Chicagoans are about to learn if Mayor Rahm Emanuel’s Chicago Infrastructure Trust is worthy of the name.

Forty-one of the city’s 50 aldermen voted for the $1.7 billion plan in late April even though the city’s inspector general, several aldermen and neighborhood groups expressed doubts about trustworthiness before the vote. The plan had been introduced just a few weeks earlier and the amended version that was voted on just days earlier.

Emanuel says the trust is needed to fund badly needed projects including improvements to city streets, sewers, water lines, and parks. The idea is to bring in private investors to put up money for such projects. Emanuel expects up to $1.7 billion of investments could be funded through the trust.

‘Nothing More Crucial’

“Nothing is more crucial to our long-term competitiveness and job creation than infrastructure,” Emanuel said in announcing the plan. “The Chicago Infrastructure Trust will bring additional resources to stimulate public and private investment in our infrastructure, create thousands of jobs for Chicagoans, and ensure that our residents have a world-class quality of life.”

Emanuel has said the city cannot afford to add to the more than $7 billion of debt it already has to do major projects. He also does not want to raise city taxes. Emanuel said private financing for each project could be tailored to specific needs using taxable or tax-exempt debt, equity investments, grants, and other forms of support. Each project is supposed to pay back the trust and investors, raising concerns that city user fees for services such as sewer and water could climb.

Citibank, Citi Infrastructure Investors, Macquarie Infrastructure, JP Morgan Asset Management Infrastructure Investment Group, and union-backed insurer Ullico all signed letters in support of the fund. Local labor unions also backed the plan.

The trust would be operated by a board made up of private financiers and one alderman appointed by the mayor. It would not be considered a public body and therefore might not be subject to open meeting or freedom of information laws, according to Chicago Inspector General Joseph Ferguson.

‘Open, Undefined, Unspecified’

“This is a very, very open, undefined, unspecified, nonprocess-specific ordinance,” Ferguson said during an appearance on Chicago Public Television’s Chicago Tonight program the night before the vote.

 “What we have . . . is something that creates a great deal of ambiguity and almost inevitably is going to create confusion, legal disputes, and possibly even lawsuits,” said Ferguson. “With respect to the Inspector General’s office itself, right now the city’s position is we can’t even defend our own jurisdiction, we can’t even enforce our own subpoenas.”

Chicagoans have bitter memories of a rushed lease deal for 36,000 parking meters the city entered into in 2008 during the administration of Richard M. Daley. That lease with a Morgan Stanley-managed firm lasts 75 years and brought the city $1.16 billion in an upfront payment.
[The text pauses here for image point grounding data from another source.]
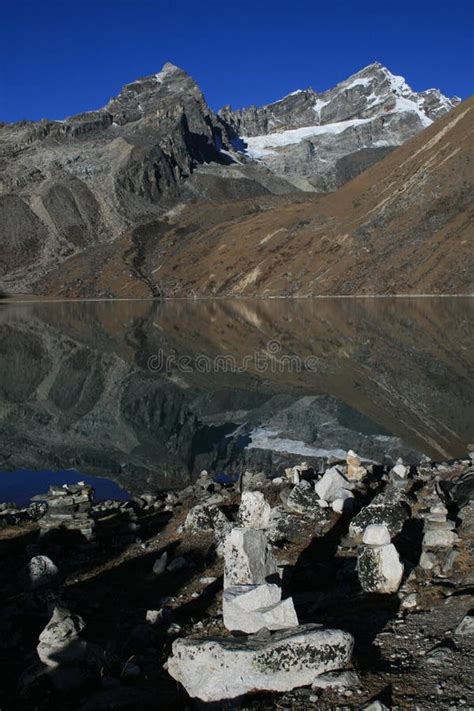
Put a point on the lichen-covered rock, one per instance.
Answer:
(328, 486)
(378, 566)
(254, 510)
(214, 669)
(248, 558)
(59, 642)
(286, 526)
(355, 470)
(249, 608)
(41, 571)
(387, 509)
(198, 519)
(304, 500)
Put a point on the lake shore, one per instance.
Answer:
(151, 573)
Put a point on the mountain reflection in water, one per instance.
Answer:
(133, 390)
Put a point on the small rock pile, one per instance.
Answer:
(214, 669)
(69, 507)
(378, 563)
(438, 540)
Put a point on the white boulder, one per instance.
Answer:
(355, 470)
(254, 510)
(378, 566)
(248, 559)
(213, 669)
(330, 483)
(41, 571)
(376, 535)
(59, 642)
(249, 608)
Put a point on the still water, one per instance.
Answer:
(147, 394)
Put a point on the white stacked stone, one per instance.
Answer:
(438, 539)
(355, 470)
(378, 563)
(250, 601)
(59, 642)
(69, 507)
(214, 669)
(254, 510)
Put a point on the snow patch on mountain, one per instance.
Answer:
(259, 146)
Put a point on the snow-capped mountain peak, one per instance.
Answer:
(307, 135)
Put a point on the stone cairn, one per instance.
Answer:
(215, 668)
(69, 507)
(378, 563)
(439, 537)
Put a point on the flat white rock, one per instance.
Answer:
(254, 510)
(328, 486)
(248, 559)
(376, 535)
(277, 616)
(213, 669)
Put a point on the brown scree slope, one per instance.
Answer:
(405, 226)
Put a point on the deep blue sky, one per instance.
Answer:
(59, 58)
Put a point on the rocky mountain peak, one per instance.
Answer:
(148, 94)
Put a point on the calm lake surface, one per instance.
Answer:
(147, 394)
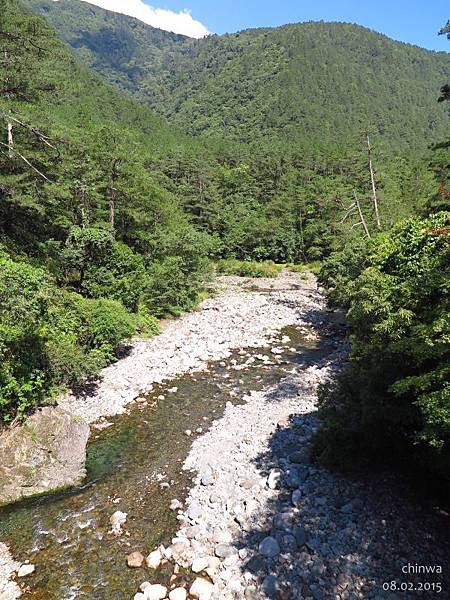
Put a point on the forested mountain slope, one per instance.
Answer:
(93, 239)
(313, 83)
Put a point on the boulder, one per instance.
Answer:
(135, 560)
(202, 589)
(46, 453)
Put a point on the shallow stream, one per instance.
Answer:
(135, 466)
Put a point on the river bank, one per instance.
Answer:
(239, 318)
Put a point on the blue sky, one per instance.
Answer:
(413, 21)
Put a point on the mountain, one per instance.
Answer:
(310, 83)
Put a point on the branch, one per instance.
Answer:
(25, 160)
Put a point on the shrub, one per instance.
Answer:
(243, 268)
(395, 396)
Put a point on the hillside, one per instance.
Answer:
(310, 83)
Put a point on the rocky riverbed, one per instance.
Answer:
(237, 318)
(259, 519)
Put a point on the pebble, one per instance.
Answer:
(155, 592)
(274, 478)
(135, 560)
(178, 594)
(200, 564)
(154, 559)
(201, 589)
(25, 570)
(269, 547)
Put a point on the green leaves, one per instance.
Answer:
(397, 386)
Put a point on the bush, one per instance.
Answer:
(25, 293)
(244, 268)
(82, 334)
(175, 279)
(394, 399)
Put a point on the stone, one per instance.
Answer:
(269, 547)
(274, 478)
(300, 535)
(175, 504)
(25, 570)
(271, 586)
(283, 521)
(178, 594)
(296, 497)
(47, 452)
(192, 532)
(200, 564)
(294, 476)
(154, 559)
(118, 519)
(135, 560)
(225, 550)
(297, 457)
(155, 592)
(194, 512)
(201, 589)
(207, 478)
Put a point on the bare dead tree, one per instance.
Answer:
(374, 188)
(355, 207)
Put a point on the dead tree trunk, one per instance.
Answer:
(112, 195)
(374, 187)
(10, 140)
(361, 216)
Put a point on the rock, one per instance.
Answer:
(274, 478)
(194, 512)
(207, 478)
(296, 497)
(154, 559)
(175, 504)
(201, 589)
(300, 535)
(200, 564)
(178, 594)
(155, 592)
(283, 521)
(347, 508)
(269, 547)
(25, 570)
(117, 520)
(297, 457)
(46, 453)
(225, 550)
(271, 586)
(295, 476)
(192, 532)
(135, 560)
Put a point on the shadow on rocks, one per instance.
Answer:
(325, 536)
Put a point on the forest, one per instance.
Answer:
(121, 190)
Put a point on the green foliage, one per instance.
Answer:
(244, 268)
(266, 84)
(173, 283)
(394, 397)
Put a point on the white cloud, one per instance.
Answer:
(181, 22)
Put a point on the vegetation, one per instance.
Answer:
(110, 217)
(93, 243)
(246, 268)
(311, 83)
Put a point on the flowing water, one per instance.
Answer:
(129, 466)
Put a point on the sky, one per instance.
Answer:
(413, 21)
Almost immediately after Chicago Parking Meter LLC took over the meters, parking prices soared, and many meters did not work. Problems grew worse when frustrated motorists vandalized parking meters in protest. The problems have been fixed and animosity has died down, but critics say the city should have received more money from such a deal.

Groups on Guard

Amisha Patel, executive director of the Grassroots Collaborative of Chicago, made up of 11 organizations representing lower-income families in the Chicago region, said the experience with the parking meter lease has her and other members of the group on guard.

“There’s been lots of interest [in the infrastructure trust] because of the parking meters,” she said. “That experience is relevant. There was no need to rush this. They could have made this as tight and responsible as possible. Instead, everything the city has said has been so vague. We understand there’s a need for jobs, and for infrastructure, but let’s do it right. We need more clarity.”
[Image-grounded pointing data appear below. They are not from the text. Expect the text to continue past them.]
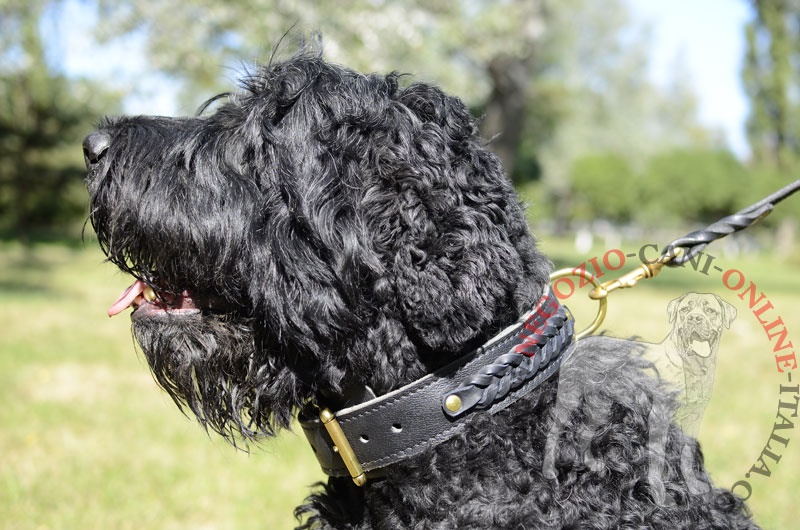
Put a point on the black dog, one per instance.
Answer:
(326, 237)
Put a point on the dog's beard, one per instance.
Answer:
(210, 364)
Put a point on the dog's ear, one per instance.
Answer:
(461, 258)
(728, 312)
(672, 308)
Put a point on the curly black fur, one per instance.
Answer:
(334, 229)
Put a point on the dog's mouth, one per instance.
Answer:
(148, 301)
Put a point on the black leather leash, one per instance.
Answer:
(682, 250)
(695, 242)
(361, 440)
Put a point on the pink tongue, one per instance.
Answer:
(126, 298)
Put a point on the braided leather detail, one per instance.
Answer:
(541, 342)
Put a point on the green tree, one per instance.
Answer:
(605, 187)
(693, 185)
(770, 79)
(43, 117)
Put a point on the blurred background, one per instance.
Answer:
(621, 123)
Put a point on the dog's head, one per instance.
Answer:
(699, 318)
(321, 229)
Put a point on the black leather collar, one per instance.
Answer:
(360, 440)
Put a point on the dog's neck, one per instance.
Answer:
(370, 433)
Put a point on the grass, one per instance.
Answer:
(88, 441)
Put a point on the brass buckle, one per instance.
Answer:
(342, 446)
(603, 302)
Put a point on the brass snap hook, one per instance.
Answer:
(602, 308)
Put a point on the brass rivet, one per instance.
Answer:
(453, 403)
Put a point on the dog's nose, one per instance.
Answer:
(95, 146)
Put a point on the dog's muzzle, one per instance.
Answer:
(361, 440)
But Alderman Joe Moore rejected likening the trust to the parking meter lease. He opened discussion before the vote with a speech in defense of the trust that lasted approximately 15 minutes.

“The trust is not about the privatization of city assets,” Moore said. “This not another parking meter deal.”

He closed saying, “As with any new and untried approach, there are risks and no guarantee of success, but the only thing worse than trying this new approach is to try nothing at all.”